Jeb let loose with a wild rebel yell and galloped across the field, his actions a signal that the attack, the attack that would win them this war, was going forward. Beauregard trotted straight up the road.

Drummer boys were up, and began to tap out the long roll. Regimental officers, those still surviving from the earlier fight, stepped forward, extolling their men.

Several minutes later the left division stepped off, Stuart actually out front, waving his hat.

Lee took off his hat and lowered his head.

"Into thy hands, O Lord, I commend my spirit and the future of our cause. Thy will be done."

Headquarters, Army of the Susquehanna

H
ere they come! My God, look at 'em, like on parade!" Men gathered about Grant were up, pointing. The light rain had washed the air of some of the smoke and all could now see a division advancing toward their right.

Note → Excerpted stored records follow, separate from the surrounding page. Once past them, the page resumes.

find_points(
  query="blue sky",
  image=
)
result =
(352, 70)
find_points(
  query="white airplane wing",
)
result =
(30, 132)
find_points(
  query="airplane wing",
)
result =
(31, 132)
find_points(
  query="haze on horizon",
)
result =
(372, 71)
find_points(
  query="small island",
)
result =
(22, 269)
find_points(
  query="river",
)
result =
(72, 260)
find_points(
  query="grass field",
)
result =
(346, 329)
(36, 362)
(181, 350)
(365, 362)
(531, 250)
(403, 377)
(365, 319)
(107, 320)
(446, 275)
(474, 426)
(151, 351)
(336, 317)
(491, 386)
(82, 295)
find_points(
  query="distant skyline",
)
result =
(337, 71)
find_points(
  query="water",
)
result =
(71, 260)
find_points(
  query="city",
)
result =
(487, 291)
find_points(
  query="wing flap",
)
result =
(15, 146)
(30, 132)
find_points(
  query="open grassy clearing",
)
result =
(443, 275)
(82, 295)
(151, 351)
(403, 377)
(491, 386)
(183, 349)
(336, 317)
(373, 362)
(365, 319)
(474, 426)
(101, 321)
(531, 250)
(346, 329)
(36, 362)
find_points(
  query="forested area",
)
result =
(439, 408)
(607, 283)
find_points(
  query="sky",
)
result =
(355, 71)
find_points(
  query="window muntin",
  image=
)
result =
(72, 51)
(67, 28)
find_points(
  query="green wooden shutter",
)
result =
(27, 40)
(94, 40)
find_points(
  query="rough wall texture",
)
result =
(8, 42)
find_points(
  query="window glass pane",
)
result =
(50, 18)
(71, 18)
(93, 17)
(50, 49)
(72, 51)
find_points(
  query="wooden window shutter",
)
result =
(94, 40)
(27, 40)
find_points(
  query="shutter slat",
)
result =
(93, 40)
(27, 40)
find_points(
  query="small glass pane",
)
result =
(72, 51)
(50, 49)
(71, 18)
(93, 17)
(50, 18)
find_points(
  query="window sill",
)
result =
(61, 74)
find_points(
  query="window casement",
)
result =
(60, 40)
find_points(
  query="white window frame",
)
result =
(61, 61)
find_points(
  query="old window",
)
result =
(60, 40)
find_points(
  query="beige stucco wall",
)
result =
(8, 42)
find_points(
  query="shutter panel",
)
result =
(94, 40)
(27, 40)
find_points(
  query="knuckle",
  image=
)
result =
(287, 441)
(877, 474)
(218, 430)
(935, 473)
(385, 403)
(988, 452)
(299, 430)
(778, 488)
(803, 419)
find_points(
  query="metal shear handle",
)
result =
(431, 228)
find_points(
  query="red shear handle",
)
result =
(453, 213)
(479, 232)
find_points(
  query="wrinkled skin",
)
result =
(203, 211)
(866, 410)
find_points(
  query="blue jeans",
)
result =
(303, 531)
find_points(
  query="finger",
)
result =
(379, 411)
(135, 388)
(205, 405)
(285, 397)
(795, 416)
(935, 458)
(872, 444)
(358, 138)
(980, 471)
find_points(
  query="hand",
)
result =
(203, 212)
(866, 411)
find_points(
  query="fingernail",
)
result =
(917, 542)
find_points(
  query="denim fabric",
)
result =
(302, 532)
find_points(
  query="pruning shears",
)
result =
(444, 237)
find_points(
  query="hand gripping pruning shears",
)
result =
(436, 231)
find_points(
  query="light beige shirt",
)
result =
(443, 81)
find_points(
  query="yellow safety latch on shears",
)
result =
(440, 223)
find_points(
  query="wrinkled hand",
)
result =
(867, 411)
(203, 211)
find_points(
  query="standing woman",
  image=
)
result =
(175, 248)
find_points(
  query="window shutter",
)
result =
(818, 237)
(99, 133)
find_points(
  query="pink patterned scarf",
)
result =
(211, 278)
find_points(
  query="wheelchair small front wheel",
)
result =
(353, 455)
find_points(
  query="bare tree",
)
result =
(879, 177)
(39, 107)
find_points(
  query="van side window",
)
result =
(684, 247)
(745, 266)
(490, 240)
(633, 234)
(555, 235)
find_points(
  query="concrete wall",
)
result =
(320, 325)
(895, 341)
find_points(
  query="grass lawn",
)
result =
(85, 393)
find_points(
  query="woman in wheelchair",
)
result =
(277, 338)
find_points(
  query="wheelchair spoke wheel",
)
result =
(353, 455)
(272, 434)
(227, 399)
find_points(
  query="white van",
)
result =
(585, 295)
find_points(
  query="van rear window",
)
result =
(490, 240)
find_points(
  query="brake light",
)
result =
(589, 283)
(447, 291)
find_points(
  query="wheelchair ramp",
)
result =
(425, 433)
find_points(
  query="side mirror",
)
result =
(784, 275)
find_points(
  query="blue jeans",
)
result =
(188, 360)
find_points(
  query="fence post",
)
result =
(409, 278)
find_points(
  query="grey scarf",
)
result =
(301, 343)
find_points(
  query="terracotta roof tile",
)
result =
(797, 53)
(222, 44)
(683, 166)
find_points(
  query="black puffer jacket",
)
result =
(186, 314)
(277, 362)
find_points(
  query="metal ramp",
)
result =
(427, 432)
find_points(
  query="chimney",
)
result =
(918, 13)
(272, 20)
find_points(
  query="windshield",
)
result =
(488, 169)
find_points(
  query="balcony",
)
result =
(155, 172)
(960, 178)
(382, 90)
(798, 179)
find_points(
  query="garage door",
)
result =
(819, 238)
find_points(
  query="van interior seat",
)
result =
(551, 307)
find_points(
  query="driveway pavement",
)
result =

A few minutes later a second division emerged, and then, as if guided by a single hand, the entire advancing line turned and obliqued to their own left, shifting the center of the advance more to the west side of town.

Grant watched silently, nodding with approval at the precision of the movement. They were working to flank him, pull him back farther from the embattled men down at the Hornets Nest, working to envelop the road up to the Catoctin Pass.

"Tell Banks's Division to leave the center of town and shift northwest," Grant announced, not looking back as someone galloped off with the news.

He had fifteen minutes, maybe twenty, before the storm hit. The men barricading the streets, the entrances into the town, had stopped in their labors for a few minutes to watch the approaching wave, but now returned to work with determination, ignoring the shot that still screamed into the town, detonating against buildings, setting a house afire, smashing through eaves, brick walls, and passing clean through clap-boarded homes.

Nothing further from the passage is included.